When we trained an XGBoost tree algorithm on the subset of the eight most important features, there was no evidence of overfitting to SPRINT, with a root mean square error of 0·1930 (R2=0·47) in the 20% of the holdout test set from SPRINT, compared with 0·1864 (R2=0·52) in the training set consisting of 80% of the SPRINT participants. The learning curve for the performance of the XGBoost algorithm in the training and holdout SPRINT datasets is shown in the appendix (p 17). There was strong correlation between the predictions of the parsimonious (eight variables) and full model (r=0·97, 95% CI 0·96–0·97).
Application of the tool in the independent ACCORD BP trial showed that the predicted personalised benefit of intensive systolic blood pressure reduction did not differ between the intensive and standard treatment groups (p=0·46), which is consistent with the random allocation of these treatments (appendix p 18). However, individuals with the highest predicted personalised MACE benefit had a lower actual MACE risk when assigned to intensive treatment than to standard treatment, with an adjusted HR for time-to-first MACE of 0·70 (95% CI 0·55–0·90) in individuals with above-median predicted benefit (high responders) versus 1·05 (95% CI 0·84–1·32) for below median predicted benefit (low responders; figure 4, pinteraction=0·0184). Nelson-Aalen plots demonstrating the cumulative incidence of MACE in patients with high versus low predicted benefit are shown in figure 4. Among predicted high responders, the hazard curve started to separate 1 year after enrolment in ACCORD BP. These findings were consistent in an analysis where inverse probability censoring weighted estimator accounted for possible dependent censoring (appendix p 19).
Figure 4: External performance of the PRECISION decision support tool in ACCORD BP, a trial of intensive systolic blood pressure reduction among patients with type 2 diabetes.
Nelson-Aalen plots demonstrating the cumulative incidence of MACE in patients with high (above the median; A) versus low (below the median; B) predicted benefit.

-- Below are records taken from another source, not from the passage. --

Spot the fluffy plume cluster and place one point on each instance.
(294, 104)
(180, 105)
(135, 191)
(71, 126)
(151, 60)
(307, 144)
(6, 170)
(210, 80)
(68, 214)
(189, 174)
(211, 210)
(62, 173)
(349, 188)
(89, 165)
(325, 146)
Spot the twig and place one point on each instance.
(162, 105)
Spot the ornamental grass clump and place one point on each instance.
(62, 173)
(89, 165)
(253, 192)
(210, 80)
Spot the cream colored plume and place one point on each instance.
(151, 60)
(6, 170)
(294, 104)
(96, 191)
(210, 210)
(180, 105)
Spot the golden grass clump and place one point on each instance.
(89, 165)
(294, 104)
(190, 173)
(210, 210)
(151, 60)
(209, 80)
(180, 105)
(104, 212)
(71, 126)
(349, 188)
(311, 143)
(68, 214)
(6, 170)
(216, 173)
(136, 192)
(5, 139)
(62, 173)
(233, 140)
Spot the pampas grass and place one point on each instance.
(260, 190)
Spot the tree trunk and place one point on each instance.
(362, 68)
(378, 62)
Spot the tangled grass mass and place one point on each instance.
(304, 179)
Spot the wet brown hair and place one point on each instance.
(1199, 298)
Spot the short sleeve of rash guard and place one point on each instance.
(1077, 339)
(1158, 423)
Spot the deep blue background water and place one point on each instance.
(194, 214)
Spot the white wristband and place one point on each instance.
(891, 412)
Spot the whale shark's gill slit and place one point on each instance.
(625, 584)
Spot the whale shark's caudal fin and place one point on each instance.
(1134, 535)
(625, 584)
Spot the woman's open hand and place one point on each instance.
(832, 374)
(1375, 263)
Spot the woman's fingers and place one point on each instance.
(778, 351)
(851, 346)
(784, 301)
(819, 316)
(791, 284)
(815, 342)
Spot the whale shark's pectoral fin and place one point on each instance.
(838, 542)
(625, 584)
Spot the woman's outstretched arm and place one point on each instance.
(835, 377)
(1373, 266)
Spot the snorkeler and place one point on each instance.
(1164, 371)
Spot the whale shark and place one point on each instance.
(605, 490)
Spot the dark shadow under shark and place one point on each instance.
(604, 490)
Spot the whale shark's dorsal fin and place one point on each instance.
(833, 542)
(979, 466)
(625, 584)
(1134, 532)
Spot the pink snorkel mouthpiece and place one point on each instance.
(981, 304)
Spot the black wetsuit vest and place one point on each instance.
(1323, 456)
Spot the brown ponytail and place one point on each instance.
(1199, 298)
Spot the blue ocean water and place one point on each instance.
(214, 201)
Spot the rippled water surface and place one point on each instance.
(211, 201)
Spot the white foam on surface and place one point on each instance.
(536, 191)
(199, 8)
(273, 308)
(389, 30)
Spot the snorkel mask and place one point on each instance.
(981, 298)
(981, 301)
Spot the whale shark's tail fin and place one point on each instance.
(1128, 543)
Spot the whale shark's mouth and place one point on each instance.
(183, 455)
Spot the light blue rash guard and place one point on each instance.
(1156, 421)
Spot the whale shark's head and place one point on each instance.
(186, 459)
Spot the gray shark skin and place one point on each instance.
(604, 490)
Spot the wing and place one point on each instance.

Models were adjusted for age and sex. ACCORD BP=Action to Control Cardiovascular Risk in Diabetes Blood Pressure trial. HR=hazard ratio. MACE=major adverse cardiovascular event.
Subgroup analysis based on age (<65 years: HR 0·89 [95% CI: 0·71–1·12]; ≥65 years: 0·85 [0·67–1·09]), sex (male: 0·89 [0·72–1·10]; female: 0·85 [0·65–1·10]), established cardiovascular disease (no: 0·89 [0·70–1·14]; yes: 0·84 [0·67–1·06]) or active smoking (no: 0·85 [0·71–1·02]; yes: 1·01 [0·64–1·60]) did not identify groups with significant benefit from intensive versus standard systolic blood pressure reduction in type 2 diabetes. A screenshot from the browser-accessible version of our decision support tool can be found in the appendix (p 20).
Our positive control simulation studies confirmed the ability of our approach to discover an artificially introduced treatment-effect heterogeneity. The algorithm detected a phenotypic subgroup of patients with significant treatment-effect heterogeneity (pinteraction<0·0001); however in a negative control study without any simulated treatment-effect heterogeneity, the algorithm defined no subgroups with significant treatment-effect heterogeneity (p=0·35). The effect size detected using our approach was consistent with the effect size introduced in the positive control study (figure 5).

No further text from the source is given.